Клэр старалась говорить поразборчивее, чтобы Рики не подумал, будто безумная идея взбрела ей в голову под воздействием лекарств. Но она и сама чувствовала, что говорит как пьяная, притворяющаяся трезвой.
– Моя подруга Анна мне поможет.
– Это та, у которой пальцы на ноге ампутировали? Про нее в газете писали, – сказал Рики. – Между прочим, могла бы стрясти с фабрики намного больше. С ума сошла – упускать такой случай! Надо было в суд подавать.
– Наверное, просто хотела поскорее забыть про всю эту историю, – заметила Клэр. – Впрочем, сейчас речь о другом. Не волнуйся, тебе ничего делать не придется. Мы сами все устроим.

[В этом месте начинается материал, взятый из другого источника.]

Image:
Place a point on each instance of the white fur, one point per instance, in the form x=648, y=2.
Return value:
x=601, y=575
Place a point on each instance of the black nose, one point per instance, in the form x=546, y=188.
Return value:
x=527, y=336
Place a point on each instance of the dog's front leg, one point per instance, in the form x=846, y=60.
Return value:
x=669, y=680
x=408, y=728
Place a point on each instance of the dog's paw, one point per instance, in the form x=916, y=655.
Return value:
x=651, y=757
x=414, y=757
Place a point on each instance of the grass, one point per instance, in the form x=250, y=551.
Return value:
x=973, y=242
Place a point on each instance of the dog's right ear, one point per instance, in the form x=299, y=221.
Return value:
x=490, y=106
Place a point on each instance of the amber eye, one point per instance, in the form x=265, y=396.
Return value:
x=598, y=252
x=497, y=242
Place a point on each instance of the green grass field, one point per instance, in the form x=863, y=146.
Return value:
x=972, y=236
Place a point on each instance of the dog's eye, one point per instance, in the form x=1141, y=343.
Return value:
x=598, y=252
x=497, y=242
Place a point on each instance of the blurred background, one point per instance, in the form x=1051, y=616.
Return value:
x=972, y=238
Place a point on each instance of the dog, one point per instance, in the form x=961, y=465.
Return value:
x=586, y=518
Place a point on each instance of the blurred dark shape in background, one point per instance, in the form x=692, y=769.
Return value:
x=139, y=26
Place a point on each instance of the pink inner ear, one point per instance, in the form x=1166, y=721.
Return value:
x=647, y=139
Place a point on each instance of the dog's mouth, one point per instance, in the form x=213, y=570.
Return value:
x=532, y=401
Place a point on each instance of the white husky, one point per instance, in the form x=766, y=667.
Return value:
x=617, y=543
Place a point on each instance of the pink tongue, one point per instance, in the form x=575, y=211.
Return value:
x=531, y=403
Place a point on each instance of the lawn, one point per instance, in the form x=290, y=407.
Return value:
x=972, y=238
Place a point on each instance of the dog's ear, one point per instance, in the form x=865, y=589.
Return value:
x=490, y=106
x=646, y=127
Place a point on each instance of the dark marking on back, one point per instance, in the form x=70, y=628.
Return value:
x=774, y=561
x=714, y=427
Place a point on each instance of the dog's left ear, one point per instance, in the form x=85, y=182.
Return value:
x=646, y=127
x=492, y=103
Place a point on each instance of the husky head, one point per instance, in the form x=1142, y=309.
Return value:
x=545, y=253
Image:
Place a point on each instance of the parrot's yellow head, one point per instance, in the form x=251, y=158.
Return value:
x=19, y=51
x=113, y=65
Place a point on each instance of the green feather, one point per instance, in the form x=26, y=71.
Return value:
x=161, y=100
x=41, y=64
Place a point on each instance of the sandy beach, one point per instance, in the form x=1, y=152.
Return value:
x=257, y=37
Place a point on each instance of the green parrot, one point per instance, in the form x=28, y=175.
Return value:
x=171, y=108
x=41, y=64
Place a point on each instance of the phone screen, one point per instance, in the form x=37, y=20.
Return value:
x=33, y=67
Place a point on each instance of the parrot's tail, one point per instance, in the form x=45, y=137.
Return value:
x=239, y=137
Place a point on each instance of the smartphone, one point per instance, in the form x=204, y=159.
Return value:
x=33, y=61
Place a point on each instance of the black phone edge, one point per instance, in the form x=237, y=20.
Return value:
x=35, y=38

– По-твоему, мне просто лень организовывать твою поездку? – произнес Рики. Вдруг его лицо стало белым как простыня. – Я боюсь, мама. Боюсь, что тебе станет хуже.
«Они не понимают», – подумала Клэр. Где уж им понять? Молодые мужчины с крепким здоровьем, женами и маленькими детьми! У них голова забита совсем другими проблемами: новая машина, ипотека, куда поехать в отпуск в этом году, а куда в следующем. Все умирают, но когда приговор вынесен и записан на бумаге – это совсем другое дело. Сколько бы сыновья ни твердили, что надо попробовать новые методы лечения или провести очередной курс химиотерапии, и еще один, и еще – и Клэр будет как новенькая, она с самого начала знает: песка в ее песочных часах осталось совсем чуть-чуть. Скоро придет ее время, и если Клэр хочет успеть что-то сделать, то должна поторопиться. Сыновья боятся, что потеряют ее, и они ее действительно теряют, просто пока отказываются себе в этом признаться. Но сама Клэр все понимает.
Ей нужно успеть только одно: поехать в Париж.
Рики посмотрел на мать. Она ответила ему твердым, непреклонным взглядом.
– Я папе скажу, – произнес он, будто разговаривал не с ней, а с Йеном и им обоим девять и семь лет соответственно.